Warning on reliability

This version of MOLONARI1D is a development version. Some features are not yet implemented or are incomplete. Some bugs may also appear. We therefore do not guarantee any reliability on the resulting values of the calculations, however the data format will remain constant during their full implementation. Think of this code as a template that will remain persistent when the features are reliable in their results.

Recent Improvements (December 2024)

🚀 Enhanced Development Workflows: Comprehensive repository reorganization with team-oriented structure, consolidated shared libraries, and automated CI/CD validation for all components.

📚 Comprehensive Documentation: Added 15+ README files for Arduino sketches, complete API documentation (MOLONARI1D_API.md), and integration guides between hardware and software components.

🔧 Improved Hardware Integration: Better integration between the original Device/ structure and new organized hardware/ directory, with clear migration paths and backward compatibility.

✅ Quality Assurance: Fixed CI issues, validated all test suites, and ensured robust development workflows for multi-team collaboration.

Contributors

MOLONARI1D is a teaching and research project held at Mines Paris - PSL since 2021, under the supervision of Nicolas Flipo, Aurélien Baudin, Agnès Rivière, Thomas Romary, and Fabien Ors.

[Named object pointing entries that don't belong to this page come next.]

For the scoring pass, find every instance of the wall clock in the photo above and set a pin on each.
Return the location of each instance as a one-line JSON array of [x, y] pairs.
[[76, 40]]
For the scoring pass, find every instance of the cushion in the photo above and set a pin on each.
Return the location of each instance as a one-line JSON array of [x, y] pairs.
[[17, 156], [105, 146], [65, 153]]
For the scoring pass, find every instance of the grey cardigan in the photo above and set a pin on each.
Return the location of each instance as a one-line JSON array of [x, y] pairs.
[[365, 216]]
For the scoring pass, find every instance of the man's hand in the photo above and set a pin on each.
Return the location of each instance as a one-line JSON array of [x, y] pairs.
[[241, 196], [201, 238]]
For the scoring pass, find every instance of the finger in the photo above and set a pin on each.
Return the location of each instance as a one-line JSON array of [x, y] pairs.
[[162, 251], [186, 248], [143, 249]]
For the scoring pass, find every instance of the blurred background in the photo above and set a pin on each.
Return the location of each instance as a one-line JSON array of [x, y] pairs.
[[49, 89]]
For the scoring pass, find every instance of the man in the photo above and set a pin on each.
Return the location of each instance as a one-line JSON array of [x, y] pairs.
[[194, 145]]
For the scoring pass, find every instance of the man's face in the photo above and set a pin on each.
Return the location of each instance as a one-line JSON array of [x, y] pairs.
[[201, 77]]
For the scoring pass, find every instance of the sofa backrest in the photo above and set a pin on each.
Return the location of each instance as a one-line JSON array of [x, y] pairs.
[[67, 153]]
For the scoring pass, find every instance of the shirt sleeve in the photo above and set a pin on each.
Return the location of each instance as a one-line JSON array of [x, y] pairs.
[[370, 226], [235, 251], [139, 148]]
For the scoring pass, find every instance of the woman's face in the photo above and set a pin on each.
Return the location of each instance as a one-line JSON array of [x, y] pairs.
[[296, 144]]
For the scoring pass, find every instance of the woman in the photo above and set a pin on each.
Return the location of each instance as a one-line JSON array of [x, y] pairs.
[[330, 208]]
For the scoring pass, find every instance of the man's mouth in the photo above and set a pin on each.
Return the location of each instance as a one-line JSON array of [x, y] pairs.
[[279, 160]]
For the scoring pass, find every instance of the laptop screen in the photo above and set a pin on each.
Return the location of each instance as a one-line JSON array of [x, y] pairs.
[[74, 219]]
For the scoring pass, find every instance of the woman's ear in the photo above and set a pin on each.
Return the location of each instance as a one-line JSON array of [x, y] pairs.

• Nicolas Flipo supervises the development of the MOLONARI 1D ecosystem. He manages the project, the infrastructure design and deployment, the coordination of teaching, production and research, as well as the github repository and the developpers' teams. With Fabien Ors and Pierre Guillou, he is in charge of the source code development either for hardware programming, scientific computing, and IT
• Aurelien Baudin, Agnès Rivière, and Nicolas Flipo supervise the monitoring device development and their in situ deployment
• Nicolas Flipo and Thomas Romary supervise the development of pyheatmy
• Fabien Ors contributed to the 2021 and 2022 editions by conceptualising molonaviz, and since 2024 securizing it
• Since 2024, Pierre Guillou secures the software deployment

The MOLONARI1D project is integrated into the french research project EQUIPEX+ TERRA FORMA led by CNRS. Students contributions are listed in contributors.md

Copyright

© Contributors to the MOLONARI1D softwares.

All rights reserved. This software and the accompanying materials are made available under the terms of the Eclipse Public License (EPL) v2.0 which accompanies this distribution, and is available at http://www.eclipse.org/legal/epl-v20.html.

pyheatmy and molonaviz were first released in 2021 under the MIT license.